Nairn understood that one of the driving dimensions in this, as well as Scottish self-government, was the strange case of England: a land which still had a hangover about empire and reservations about Europe. So it has proven with Brexit. There is a long tale to how we got to this sorry pass which predates Brexit and even devolution, New Labour and Thatcherism. We are dealing with deep-rooted powerful forces here, such as the long-term neglect of the north and how the City of London and finance capital have 'crowded out' other more socially useful productive parts of the economy.
There is in Brexit-supporting circles incomprehension at the pro-European state of Scottish politics, public opinion, and even independence. Lloyd Evans characterises the latter as Scotland handing itself over 'to a continental super-state run by two unelected gravy-guzzlers from Luxembourg and Poland.' Such sentiments tell us more about the worldview of those saying them than saying anything about Scotland. But critically, Scotland's soft, determined pro-Europeanism, just like that of Northern Ireland, is seen as another reason by Brexit England to hold entire nations in contempt.
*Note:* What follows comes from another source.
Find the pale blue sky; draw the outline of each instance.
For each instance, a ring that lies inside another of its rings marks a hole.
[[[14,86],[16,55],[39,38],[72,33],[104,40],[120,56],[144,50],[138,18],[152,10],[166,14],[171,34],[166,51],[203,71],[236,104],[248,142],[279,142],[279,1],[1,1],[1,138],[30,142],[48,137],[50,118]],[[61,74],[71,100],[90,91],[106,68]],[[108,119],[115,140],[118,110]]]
Westminster's near total indifference to all matters Scottish plays a part in this. Some of the worst advocates for the continuation of the union turn out to be the most committed unionists. David Mundell, Scottish secretary of state, got in a mess with his semantic explanation of the UK last week, saying that 'Scotland is not a partner of the UK, it is part of the UK.'
Even more seriously, Westminster has a tonal deafness with regard to Scotland. No one senior in the government thought that two years into Brexit and a fraught European Union (Withdrawal) Bill, a 15-minute non-debate might be a tad insensitive. This underlines the case that one of the original arguments for devolution was how badly Westminster did accountability and Scottish affairs. Twenty years on, this state of affairs has denigrated to farce and being indefensible.
It is commonplace to see Brexit as an English phenomenon, but in truth it is only a very partial version of England: a perspective of right-wing populists mixing idealists, ideologues and chancers, who have hitched on a constituency of forgotten England and promised them that the existing way of things would be shaken to the ground. For those who still want to reverse Brexit, such as a small band of Labour MPs, they need to take into account the wider currents which produced this revolt and understand that, however unpleasant they find it, things cannot go back to how they were pre-June 2016.
The same is true for us living in Scotland. There is no return to the quiet reassuring times before the twin peaks of our two referendum votes. More than that, we face the challenge of living on an island with a dominant version of Britain that the majority of Scots find repugnant and that doesn't appear to contain any humanity or enlightenment. Add to that mix Brexit, and the insensitivities towards Scotland that it brings, and it follows that this union looks weaker and more in doubt than it ever has been. But we should not pretend that Brexit is the cause of our discontent, for it is merely the latest symptom of a longer and profound story.
We may not yet be on a 'motorway without exit,' to use Labour rebel Tam Dalyell's memorable phrase, but the exit points to avoid the final destination of independence are fast being exhausted. And some of the main facilitators of this in the here and now, building on that long decline, are not north of the border, but to be found in continual Westminster indifference and insensitivity and in the narrow Brexit dogma from such English nationalists as Jacob Rees-Mogg, Ian Liddell-Grainger and Nadine Dorries.